Pari tenu pour la si attendue production du binôme Iolanta/Casse-Noisette, après une première (le 9 mars) mise à mal par le mouvement de grève actuellement opposé au projet de loi El Khomri. Comme lors du doublé Le Château de Barbe-Bleue/La Voix humaine en novembre dernier mais avec, cette fois, la caution supplémentaire de l’Histoire – puisque le dernier opéra de Tchaïkovski et son ultime ballet furent de fait créés le même soir –, le spectacle propose une intelligente osmose entre les deux ouvrages, fouaillant leur aspect « conte initiatique » et mettant au jour leurs intimes noirceurs masquées sous la lumière (Iolanta) ou la féerie (Casse-Noisette).

Aux commandes de cette dramaturgie, le metteur en scène russe Dmitri Tcherniakov est à son meilleur. Une direction d’acteurs au scalpel et à l’écoute de la musique fait ressortir toute la cruauté de Iolanta : la jeune fille aveugle et maintenue dans l’ignorance de son état par un père surprotecteur découvre sa propre vérité dans un paroxysme de déchirement, corps épuisé par la quête de cet inconnu qui la dévore. Le personnage d’Ibn Hakia prend une place prépondérante, agent du destin qui favorise la rencontre entre Iolanta et Vaudémont – il sera relayé dans Casse-Noisette par le personnage de Drosselmeyer, même costume et même maquillage pour cet autre figure providentielle qui ouvre à Clara la porte sur ses peurs enfouies. Le jeu de doubles s’étend d’ailleurs, René/le Père, Martha/la Mère, Vaudémont/le Prince présidant au passage de relais entre Iolanta et Marie, la première interprétant sa propre histoire lors d’une représentation privée donnée pour l’anniversaire de la seconde.
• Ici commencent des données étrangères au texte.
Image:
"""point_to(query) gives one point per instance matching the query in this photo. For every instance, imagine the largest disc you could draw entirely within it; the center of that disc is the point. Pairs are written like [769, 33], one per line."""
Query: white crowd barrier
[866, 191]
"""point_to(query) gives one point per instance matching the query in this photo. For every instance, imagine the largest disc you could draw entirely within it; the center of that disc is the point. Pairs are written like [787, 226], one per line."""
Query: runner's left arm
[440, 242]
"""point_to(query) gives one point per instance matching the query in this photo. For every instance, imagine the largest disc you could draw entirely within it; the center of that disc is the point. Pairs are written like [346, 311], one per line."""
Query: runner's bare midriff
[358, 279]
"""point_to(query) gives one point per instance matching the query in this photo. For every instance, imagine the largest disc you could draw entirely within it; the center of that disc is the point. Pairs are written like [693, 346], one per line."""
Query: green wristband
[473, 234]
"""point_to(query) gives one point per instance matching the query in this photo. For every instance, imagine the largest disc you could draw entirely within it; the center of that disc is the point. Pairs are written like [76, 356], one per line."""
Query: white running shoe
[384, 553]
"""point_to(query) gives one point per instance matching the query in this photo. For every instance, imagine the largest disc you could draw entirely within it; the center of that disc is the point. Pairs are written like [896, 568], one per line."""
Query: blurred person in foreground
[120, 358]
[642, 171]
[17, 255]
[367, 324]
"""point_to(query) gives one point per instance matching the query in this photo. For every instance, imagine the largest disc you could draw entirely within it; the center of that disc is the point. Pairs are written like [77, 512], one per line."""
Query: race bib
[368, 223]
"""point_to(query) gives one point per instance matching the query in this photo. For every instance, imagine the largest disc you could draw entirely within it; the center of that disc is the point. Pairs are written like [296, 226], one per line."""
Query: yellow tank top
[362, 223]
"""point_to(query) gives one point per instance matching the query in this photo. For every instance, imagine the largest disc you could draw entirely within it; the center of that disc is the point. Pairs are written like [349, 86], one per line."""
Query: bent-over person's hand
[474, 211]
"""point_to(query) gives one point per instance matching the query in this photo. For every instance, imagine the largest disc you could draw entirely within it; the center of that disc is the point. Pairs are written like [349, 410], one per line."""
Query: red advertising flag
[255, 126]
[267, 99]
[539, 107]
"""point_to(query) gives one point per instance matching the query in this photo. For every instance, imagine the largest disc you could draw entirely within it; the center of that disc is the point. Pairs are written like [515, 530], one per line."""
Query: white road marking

Le boudoir-cocon blanc crème de Iolanta, aux fenêtres givrées et orné d’un sapin de Noël, s’élargira alors en intérieur cossu avant d’exploser (littéralement) en espaces abstraits et cauchemardesques – toute la scénographie est à saluer, des décors signés Tcherniakov aux costumes d’Elena Zaitseva, de la vidéo étourdissante d’Andrey Zelenin aux lumières éloquentes de Gleb Filshtinsky.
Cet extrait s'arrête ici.